Pursuing a health educator career is an excellent choice for anyone who enjoys teaching others and has an interest in helping people live healthy lives. Health educators work in a wide variety of environments, but the focus is always on sharing ideas with people about improving their health or preventing illness, whether it’s in a traditional teaching mode or in a one-on-one counseling setting. Because of the nature of the job, which often involves a lot of time spent speaking in public, extroverts tend to do well as health educators. This is not to say that introverts can’t succeed, but it will require learning to become comfortable with public speaking. An ability to get along well with others, a knack for communicating ideas in ways that audiences can relate to, and ease with speaking to groups are all very important for anyone considering a health educator medical career.
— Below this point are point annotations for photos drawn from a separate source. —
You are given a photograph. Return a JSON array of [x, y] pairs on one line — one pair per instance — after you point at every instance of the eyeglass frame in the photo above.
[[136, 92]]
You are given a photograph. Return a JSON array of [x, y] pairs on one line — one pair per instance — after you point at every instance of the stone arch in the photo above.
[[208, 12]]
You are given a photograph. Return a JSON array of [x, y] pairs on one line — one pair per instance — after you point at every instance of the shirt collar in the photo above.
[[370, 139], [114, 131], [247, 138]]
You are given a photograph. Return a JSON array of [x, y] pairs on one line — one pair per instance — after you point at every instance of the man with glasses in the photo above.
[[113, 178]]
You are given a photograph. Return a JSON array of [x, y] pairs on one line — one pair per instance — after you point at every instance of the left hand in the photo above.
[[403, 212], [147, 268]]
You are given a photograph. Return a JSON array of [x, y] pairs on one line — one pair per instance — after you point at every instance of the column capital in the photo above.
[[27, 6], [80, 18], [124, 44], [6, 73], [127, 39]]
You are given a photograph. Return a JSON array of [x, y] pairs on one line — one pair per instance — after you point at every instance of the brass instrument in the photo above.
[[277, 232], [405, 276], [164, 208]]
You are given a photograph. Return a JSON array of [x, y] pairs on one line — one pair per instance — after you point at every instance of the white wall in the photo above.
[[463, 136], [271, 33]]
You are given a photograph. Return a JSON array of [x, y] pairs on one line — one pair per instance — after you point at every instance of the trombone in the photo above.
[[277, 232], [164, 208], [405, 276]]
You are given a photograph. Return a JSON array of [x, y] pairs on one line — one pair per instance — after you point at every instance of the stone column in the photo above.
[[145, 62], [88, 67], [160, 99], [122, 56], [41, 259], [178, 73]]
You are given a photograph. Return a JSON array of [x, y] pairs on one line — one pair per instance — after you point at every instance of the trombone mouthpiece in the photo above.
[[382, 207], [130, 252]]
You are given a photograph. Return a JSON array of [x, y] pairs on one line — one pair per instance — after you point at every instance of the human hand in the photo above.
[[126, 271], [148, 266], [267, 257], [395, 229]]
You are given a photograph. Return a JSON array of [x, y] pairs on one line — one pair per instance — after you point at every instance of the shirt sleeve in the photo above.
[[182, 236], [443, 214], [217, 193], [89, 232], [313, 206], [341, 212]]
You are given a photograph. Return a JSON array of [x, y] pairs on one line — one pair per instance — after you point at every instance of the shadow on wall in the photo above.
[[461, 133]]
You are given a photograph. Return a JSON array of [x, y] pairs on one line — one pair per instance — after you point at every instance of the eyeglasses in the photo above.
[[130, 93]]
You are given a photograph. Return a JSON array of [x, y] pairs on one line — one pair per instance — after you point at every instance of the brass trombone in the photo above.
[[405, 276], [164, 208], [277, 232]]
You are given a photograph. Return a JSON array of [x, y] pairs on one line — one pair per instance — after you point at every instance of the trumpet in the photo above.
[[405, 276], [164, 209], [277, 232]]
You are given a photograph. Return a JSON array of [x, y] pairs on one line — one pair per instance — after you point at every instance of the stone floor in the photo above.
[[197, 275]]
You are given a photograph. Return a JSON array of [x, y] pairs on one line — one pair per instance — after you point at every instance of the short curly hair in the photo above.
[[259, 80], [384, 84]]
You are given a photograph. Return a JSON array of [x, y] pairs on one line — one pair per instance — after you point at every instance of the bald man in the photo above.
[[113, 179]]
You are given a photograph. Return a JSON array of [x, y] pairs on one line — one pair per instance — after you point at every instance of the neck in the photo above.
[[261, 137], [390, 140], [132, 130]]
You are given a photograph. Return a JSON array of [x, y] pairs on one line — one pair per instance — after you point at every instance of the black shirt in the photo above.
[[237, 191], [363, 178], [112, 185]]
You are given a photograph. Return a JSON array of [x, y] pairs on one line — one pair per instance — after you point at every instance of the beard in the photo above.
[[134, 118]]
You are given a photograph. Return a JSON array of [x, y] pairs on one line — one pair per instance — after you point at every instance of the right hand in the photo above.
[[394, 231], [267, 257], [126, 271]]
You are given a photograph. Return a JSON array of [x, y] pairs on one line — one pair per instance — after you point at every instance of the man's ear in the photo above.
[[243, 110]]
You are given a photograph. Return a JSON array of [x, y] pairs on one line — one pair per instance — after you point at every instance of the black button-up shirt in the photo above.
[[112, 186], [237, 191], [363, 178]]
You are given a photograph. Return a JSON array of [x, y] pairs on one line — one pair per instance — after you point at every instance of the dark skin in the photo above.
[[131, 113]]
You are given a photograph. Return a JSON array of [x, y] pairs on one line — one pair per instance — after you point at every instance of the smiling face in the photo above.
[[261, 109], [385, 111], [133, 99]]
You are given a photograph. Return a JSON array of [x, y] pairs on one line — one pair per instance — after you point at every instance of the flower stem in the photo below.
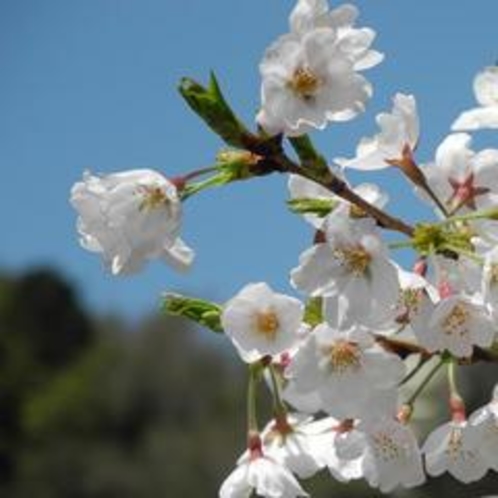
[[416, 369], [252, 417], [425, 382], [280, 410]]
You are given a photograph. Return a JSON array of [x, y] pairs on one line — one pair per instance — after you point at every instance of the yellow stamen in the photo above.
[[305, 83], [153, 197], [267, 324], [355, 259]]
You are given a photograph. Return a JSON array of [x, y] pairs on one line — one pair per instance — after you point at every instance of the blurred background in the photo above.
[[100, 396]]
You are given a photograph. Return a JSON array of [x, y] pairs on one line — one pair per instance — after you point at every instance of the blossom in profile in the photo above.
[[392, 456], [450, 449], [486, 93], [130, 218], [261, 322], [262, 475], [398, 137], [456, 324], [464, 180]]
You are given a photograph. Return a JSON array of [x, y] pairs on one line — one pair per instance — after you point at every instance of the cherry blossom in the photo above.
[[392, 456], [352, 265], [456, 324], [398, 137], [461, 178], [261, 322], [262, 475], [130, 218], [333, 362], [450, 449]]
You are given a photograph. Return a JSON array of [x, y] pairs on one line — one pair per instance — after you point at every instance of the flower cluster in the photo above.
[[347, 364]]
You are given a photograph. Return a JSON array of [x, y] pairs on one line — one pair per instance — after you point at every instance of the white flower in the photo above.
[[486, 92], [296, 446], [392, 456], [353, 266], [399, 135], [461, 178], [335, 443], [456, 323], [353, 42], [449, 449], [347, 370], [262, 475], [302, 188], [307, 82], [484, 431], [261, 322], [130, 217]]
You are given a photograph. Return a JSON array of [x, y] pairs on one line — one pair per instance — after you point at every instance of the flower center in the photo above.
[[267, 325], [153, 197], [305, 83], [456, 322], [455, 444], [355, 259], [385, 447], [344, 356]]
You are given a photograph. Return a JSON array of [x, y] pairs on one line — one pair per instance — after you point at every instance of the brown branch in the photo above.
[[273, 158]]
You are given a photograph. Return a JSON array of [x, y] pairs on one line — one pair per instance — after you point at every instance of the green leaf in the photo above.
[[320, 207], [311, 159], [313, 314], [210, 105], [203, 312]]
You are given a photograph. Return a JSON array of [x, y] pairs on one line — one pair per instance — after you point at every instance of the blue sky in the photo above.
[[91, 84]]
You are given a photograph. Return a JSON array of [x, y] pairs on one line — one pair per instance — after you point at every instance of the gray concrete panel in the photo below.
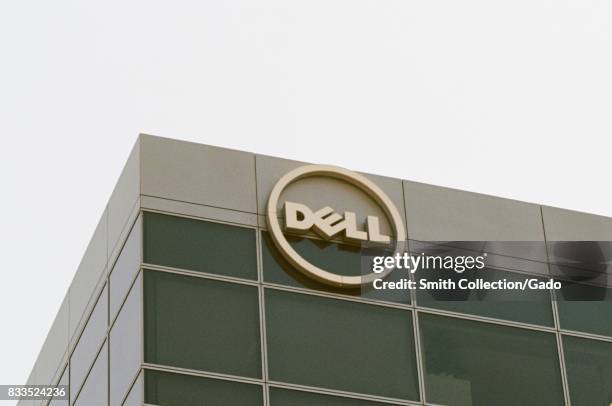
[[198, 173]]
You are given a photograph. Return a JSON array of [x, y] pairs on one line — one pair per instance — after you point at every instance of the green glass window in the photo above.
[[531, 306], [469, 363], [163, 388], [202, 324], [333, 257], [589, 371], [340, 344], [286, 397], [199, 245], [592, 314]]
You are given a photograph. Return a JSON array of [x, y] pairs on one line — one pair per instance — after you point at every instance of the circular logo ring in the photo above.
[[354, 179]]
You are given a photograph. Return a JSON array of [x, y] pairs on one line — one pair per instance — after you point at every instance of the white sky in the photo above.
[[507, 98]]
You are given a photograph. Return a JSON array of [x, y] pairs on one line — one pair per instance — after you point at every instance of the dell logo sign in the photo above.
[[329, 224]]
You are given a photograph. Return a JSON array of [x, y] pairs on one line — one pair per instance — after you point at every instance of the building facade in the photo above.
[[183, 298]]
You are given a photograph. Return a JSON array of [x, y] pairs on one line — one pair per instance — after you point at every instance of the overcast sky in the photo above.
[[508, 98]]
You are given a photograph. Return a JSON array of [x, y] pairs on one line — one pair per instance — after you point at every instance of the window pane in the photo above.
[[126, 268], [89, 343], [531, 306], [589, 371], [593, 315], [163, 388], [337, 258], [341, 345], [202, 324], [126, 344], [469, 363], [200, 246], [95, 388], [286, 397]]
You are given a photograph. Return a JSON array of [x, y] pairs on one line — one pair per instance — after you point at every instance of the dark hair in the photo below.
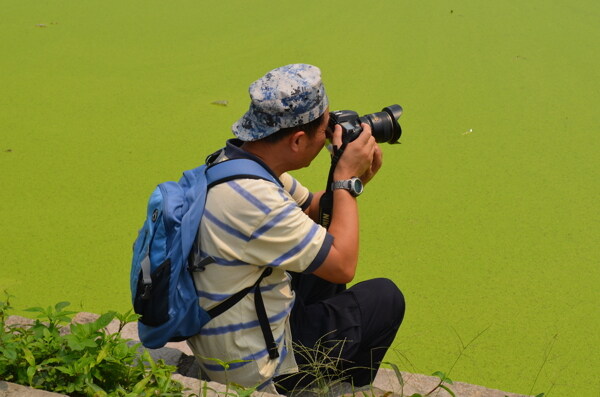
[[310, 128]]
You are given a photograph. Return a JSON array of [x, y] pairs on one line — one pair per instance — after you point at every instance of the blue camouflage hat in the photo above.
[[285, 97]]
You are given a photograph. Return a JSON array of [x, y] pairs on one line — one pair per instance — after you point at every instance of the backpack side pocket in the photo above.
[[153, 302]]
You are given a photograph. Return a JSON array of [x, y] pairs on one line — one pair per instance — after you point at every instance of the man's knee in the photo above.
[[392, 297], [381, 302]]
Many health educators, of course, work in public and private schools, teaching health and related classes, usually to high school or junior high students. This will usually include not only basic health concepts, but also topics geared toward this demographic, such as sex education and the dangers of drug and alcohol abuse. At larger schools, a health educator may teach nothing but health classes, but in some smaller schools, they may be required to teach additional courses, such as phys ed. Health educators also work in colleges and universities, but their role is quite different in these places. Instead of teaching classes, they will often hold small-group seminars on topics of interest to college students, such as binge drinking or sexually transmitted diseases. Because attendance at such events isn’t mandatory, the health educator will usually need a good bit of creativity to come up with programs and events that will make students want to attend.
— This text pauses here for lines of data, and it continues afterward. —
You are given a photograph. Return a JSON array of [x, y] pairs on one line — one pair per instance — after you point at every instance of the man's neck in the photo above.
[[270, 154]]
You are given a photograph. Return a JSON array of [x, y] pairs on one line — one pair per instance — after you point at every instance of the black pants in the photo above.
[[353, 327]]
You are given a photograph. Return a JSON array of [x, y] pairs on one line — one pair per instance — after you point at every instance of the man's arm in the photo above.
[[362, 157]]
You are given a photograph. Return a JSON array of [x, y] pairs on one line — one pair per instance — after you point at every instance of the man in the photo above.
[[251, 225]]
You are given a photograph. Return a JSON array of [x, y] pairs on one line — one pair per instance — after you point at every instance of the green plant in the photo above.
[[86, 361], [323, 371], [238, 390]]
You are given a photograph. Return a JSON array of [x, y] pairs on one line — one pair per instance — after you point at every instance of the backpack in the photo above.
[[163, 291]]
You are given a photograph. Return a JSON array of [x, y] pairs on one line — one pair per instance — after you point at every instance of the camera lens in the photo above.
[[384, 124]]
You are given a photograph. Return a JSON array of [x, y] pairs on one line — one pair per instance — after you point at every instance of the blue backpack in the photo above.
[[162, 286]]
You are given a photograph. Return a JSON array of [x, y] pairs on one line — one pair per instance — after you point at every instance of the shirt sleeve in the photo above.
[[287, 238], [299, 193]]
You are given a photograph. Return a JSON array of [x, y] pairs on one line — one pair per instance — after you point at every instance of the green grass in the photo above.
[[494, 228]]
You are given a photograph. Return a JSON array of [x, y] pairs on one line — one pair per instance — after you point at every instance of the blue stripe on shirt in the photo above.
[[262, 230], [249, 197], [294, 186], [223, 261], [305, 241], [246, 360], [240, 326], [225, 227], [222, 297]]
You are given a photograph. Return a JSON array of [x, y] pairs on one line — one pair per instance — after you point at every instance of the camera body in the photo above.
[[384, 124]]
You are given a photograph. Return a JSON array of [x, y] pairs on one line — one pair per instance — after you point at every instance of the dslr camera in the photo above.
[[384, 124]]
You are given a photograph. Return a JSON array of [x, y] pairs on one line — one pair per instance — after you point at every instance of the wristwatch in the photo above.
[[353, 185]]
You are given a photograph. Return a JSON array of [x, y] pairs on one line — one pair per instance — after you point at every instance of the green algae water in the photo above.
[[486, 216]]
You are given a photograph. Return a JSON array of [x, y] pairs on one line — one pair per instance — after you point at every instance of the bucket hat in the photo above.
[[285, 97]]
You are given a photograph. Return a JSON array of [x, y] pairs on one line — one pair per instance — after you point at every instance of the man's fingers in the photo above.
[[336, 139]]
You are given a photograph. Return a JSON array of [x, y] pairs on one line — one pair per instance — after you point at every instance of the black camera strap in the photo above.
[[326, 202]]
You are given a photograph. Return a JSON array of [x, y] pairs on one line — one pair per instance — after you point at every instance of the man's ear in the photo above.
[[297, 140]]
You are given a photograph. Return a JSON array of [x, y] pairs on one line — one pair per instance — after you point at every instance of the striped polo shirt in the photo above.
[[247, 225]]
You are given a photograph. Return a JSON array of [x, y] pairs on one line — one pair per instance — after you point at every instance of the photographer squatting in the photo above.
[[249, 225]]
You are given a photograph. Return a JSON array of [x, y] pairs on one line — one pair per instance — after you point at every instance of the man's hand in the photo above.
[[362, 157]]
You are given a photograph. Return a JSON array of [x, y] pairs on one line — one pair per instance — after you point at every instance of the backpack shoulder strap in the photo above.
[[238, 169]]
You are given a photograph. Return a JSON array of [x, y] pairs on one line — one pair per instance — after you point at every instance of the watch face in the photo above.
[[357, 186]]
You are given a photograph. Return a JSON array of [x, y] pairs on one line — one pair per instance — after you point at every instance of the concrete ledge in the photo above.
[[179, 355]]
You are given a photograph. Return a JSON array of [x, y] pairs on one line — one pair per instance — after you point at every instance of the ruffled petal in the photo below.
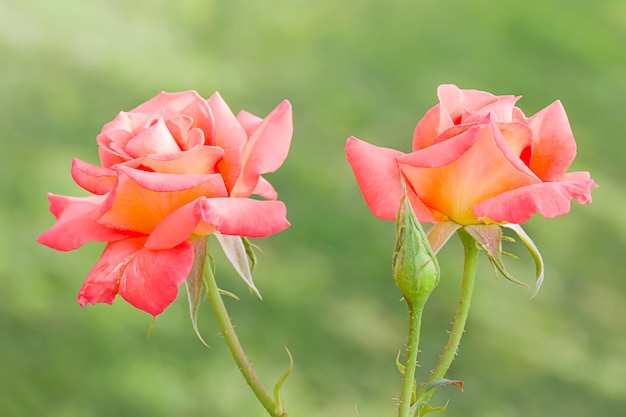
[[230, 136], [244, 216], [229, 216], [93, 178], [377, 173], [115, 135], [199, 160], [181, 102], [452, 176], [554, 147], [76, 223], [147, 279], [265, 150], [141, 199], [427, 129], [265, 189], [551, 199]]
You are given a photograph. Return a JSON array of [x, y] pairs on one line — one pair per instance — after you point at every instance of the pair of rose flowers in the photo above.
[[180, 166]]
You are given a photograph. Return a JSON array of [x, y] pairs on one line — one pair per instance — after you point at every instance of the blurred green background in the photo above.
[[365, 68]]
Quite a large number of health educators work for state and local governments, and in this role they will usually be expected to speak to community groups, churches, schools, and other organizations on a fairly regular basis. In jobs such as these, quite a bit of time may be spent traveling back and forth to events. When not lecturing, health educators employed by governments spend much of their time planning and designing programs to deal with public health concerns. Not all people who work in a health educator career work with classes or groups, however. Some, especially those who are employed by hospitals, work one on one with patients in a variety of ways. They may counsel patients just before they leave the hospital on the best ways to manage their disease or prevent a recurrence. Some specialize in working with people who have just gotten a devastating diagnosis in order to help them understand all their options and to help keep their spirits up.
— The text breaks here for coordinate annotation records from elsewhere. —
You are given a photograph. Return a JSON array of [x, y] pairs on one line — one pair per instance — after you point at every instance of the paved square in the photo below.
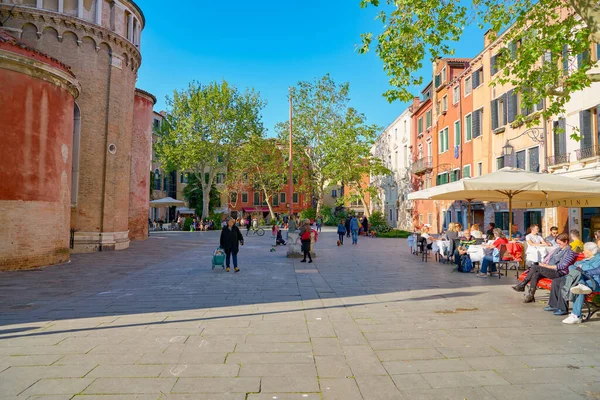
[[362, 322]]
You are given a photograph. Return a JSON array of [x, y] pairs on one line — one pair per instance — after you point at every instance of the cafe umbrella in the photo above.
[[511, 184]]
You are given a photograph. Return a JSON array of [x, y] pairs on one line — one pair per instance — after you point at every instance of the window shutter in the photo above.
[[562, 124], [512, 106], [504, 108], [493, 69], [475, 79], [583, 58], [585, 126], [494, 114], [477, 123], [565, 57], [469, 127], [556, 130], [498, 220]]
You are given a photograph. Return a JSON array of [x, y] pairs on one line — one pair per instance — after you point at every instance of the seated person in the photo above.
[[489, 260], [553, 234], [576, 243], [425, 235], [516, 234], [464, 244], [279, 239], [490, 231], [555, 265], [534, 238], [475, 232], [583, 277]]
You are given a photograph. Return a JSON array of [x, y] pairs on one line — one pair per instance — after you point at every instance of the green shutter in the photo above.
[[565, 60], [469, 127]]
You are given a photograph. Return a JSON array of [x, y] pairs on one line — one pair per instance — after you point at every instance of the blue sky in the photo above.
[[269, 45]]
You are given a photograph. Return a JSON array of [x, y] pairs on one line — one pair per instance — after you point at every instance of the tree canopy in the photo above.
[[203, 127], [547, 42], [260, 161]]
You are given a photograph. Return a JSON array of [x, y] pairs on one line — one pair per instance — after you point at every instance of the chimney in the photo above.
[[488, 38], [416, 103]]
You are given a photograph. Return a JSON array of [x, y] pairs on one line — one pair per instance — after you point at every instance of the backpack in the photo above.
[[466, 265]]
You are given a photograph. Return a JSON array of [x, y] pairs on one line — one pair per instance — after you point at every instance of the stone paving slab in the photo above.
[[155, 322]]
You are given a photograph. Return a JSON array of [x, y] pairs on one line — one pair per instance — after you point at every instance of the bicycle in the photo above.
[[255, 231]]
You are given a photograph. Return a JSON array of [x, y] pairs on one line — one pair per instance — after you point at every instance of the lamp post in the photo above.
[[291, 172], [507, 152]]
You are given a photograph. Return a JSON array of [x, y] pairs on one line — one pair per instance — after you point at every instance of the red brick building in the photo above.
[[247, 200]]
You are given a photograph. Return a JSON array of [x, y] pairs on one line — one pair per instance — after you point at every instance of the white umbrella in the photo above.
[[166, 202], [511, 184]]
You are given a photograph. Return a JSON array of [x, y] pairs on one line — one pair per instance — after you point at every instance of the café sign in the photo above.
[[566, 203]]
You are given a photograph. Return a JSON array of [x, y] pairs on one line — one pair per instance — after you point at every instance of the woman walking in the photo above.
[[341, 232], [354, 229], [305, 238], [231, 239]]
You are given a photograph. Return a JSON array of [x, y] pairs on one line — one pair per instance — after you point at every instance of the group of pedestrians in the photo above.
[[351, 227]]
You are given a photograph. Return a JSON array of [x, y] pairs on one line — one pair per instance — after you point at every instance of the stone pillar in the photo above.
[[130, 27], [141, 155], [98, 11]]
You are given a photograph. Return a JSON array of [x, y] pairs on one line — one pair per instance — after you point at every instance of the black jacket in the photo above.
[[231, 238]]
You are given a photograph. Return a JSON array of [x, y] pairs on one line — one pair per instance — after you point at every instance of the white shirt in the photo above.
[[477, 234], [535, 239]]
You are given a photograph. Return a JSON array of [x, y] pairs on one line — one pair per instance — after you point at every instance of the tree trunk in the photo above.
[[205, 200], [268, 200], [367, 211]]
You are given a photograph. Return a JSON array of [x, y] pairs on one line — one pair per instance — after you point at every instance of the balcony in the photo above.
[[559, 159], [587, 152], [422, 165]]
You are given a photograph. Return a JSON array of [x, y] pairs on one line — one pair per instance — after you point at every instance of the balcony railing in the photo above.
[[559, 159], [422, 165], [587, 152]]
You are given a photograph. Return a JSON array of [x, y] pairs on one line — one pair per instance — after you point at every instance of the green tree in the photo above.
[[261, 161], [318, 108], [194, 195], [203, 126], [352, 160], [538, 36]]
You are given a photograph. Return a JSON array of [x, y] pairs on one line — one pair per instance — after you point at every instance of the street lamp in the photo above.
[[507, 152]]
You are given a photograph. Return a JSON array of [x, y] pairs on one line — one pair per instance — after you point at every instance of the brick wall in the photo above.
[[141, 145]]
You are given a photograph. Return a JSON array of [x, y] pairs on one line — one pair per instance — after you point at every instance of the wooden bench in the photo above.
[[591, 303]]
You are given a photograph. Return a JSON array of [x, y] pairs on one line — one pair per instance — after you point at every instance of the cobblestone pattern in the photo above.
[[363, 322]]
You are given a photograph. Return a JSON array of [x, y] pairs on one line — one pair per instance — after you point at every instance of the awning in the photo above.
[[256, 209]]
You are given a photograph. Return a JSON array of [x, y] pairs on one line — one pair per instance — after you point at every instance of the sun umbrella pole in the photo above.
[[469, 215], [509, 216]]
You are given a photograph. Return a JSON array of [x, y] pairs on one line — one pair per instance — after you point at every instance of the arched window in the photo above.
[[156, 179], [75, 152]]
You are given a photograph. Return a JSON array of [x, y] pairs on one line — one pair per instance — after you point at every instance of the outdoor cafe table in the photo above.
[[441, 246], [536, 253], [476, 252]]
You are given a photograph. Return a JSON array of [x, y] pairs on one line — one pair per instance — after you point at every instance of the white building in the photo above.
[[393, 147], [578, 159]]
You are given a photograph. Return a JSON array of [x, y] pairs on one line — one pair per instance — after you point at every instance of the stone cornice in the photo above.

In order to pursue a health educator career, a person will need at least a bachelor’s degree in health, health education, or a similar major. Naturally, as in most other careers, earning a master’s or doctoral degree will lead to better job opportunities and higher salaries, but it isn’t an absolute requirement. Many employers will pay for health educators to go back to school to earn an advanced degree. Before being hired, a prospective health educator will need to pass the Certified Health Education Specialist exam, or CHES. Failure to score high enough on this demanding test will delay the start of a health educator career, so it’s important to prepare well for it. Earning continuing education credits will usually be required in most jobs, in order to stay current with new developments in public health. Salaries for health educators are quite good; half of those working in the field earn between $33,000 and $60,000 a year. Some make quite a bit more, and higher pay usually goes with experience and longevity on the job. Prospects for job growth are good; the need for health educators is expected to be at or above the average for all jobs in the foreseeable future.